Two of our “six” limbs are arguably more useful than the rest – these are our arms, which more often than not, end in hands. Hands are powerful communicative tools. However, it’s important to realize how traditional hand gestures come across to others. In one of my courses we were taught that clapping is not always appropriate at the end of a performance. Apparently, clapping is not even a true form of appreciation. In fact, appreciation is its own action…who knew? It consists of rubbing one’s hands together, vigorously. When discussing or covering material on sensitive topics we weren’t allowed to clap, only appreciate, lest we offend.
All this knowledge about the human body taught me to be self aware. Do my movements reflect my emotions? Are they appropriate in the context? Do my character’s objectives come across clearly in my physical portrayal? And more importantly, in real life how does my personality come across to others? In theatre courses, the professors can and will hold your personality against you. In my design class, both my friend and I were making wire trees. Our professor, an elderly man, indicated my friend’s tree and declared, “That looks like a uterus.” He then zeroed in on my tree: “Very nice,” he said, “your tree does not look like a uterus.”
“Gee” I said, laughing, “That’s the nicest thing that anyone’s said to me all day.”
He blinked at me in surprise. “You know,” he told me, “I thought that you were a really nice and quiet girl, but you’re actually a total smart-ass.”
“Yeah I’m not really all that quiet,” I said, wondering what exactly had made me appear so.
Here’s the thing though, we presented projects to this professor all throughout the semester and he never once wrote anything down, not our names, not our presentation topics, nothing.
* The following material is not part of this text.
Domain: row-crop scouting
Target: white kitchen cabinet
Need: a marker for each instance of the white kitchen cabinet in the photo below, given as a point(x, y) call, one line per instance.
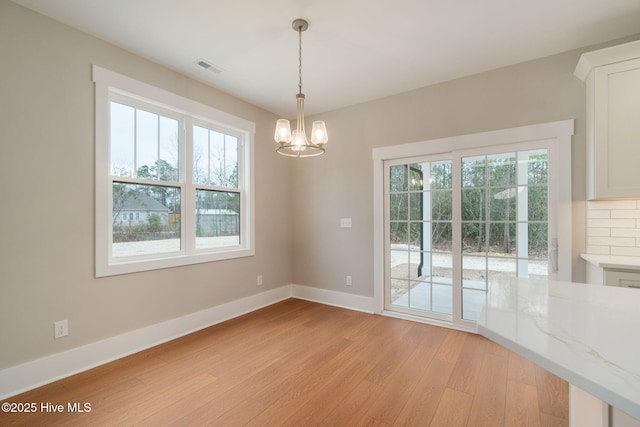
point(612, 78)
He didn’t even keep any of our presentation materials. So how does he remember everyone’s grades? When we were presenting our final projects, someone finally asked him.
“I remember your grades because they correlate with your personalities,”he told us.
I thought about how he had completely misdiagnosed my personality earlier in the semester. “But what if you don’t like our personality?” I wondered…
…out loud. It wasn’t one of my finer moments, and it did not go over well. In fact, he was quite offended, which may or may not have impacted my final grade for the course. So I guess I also learned to keep my mouth shut?
It all boils down to connectivity really–with oneself and with others. Basically, theatre is a very spiritual artform. Not only do courses encourage you to summon deep and dark feelings, but you’ll have to perform rituals, like a cult. In my performance creation course each class opened and closed with a ritual. The closing ritual was the worst. It consisted of the following steps:
- Stand in a circle with your hands on each others’ backs.
- Breath in the people around you. Supposedly, it’s very possible to breath someone up your nose, although I have not yet mastered this particular skill.
- Lift your hands above your head, twinkling your fingers. Rain them down to the ground following with your body until you are in a squatting position, perfect for tinkling if you’re a girl.
- Tap your fingers on the floor to create the sound of rain as members of the group shout out what they took away from the nonexistent lesson. Good examples include “cult,” and “cult.”
- Scoop it – “it” being the words – up as a cohesive unit. As one, rise to a standing position and release “it” into the air.
There’s no denying that I learned a lot from University, Take 2. But the principal lesson was this: run. Running and screaming is all well and good, but I’d also like to learn something. I dropped all of my theatre courses for next semester, trading them out for somewhat more promising options. Let’s gear up for University, Take 3.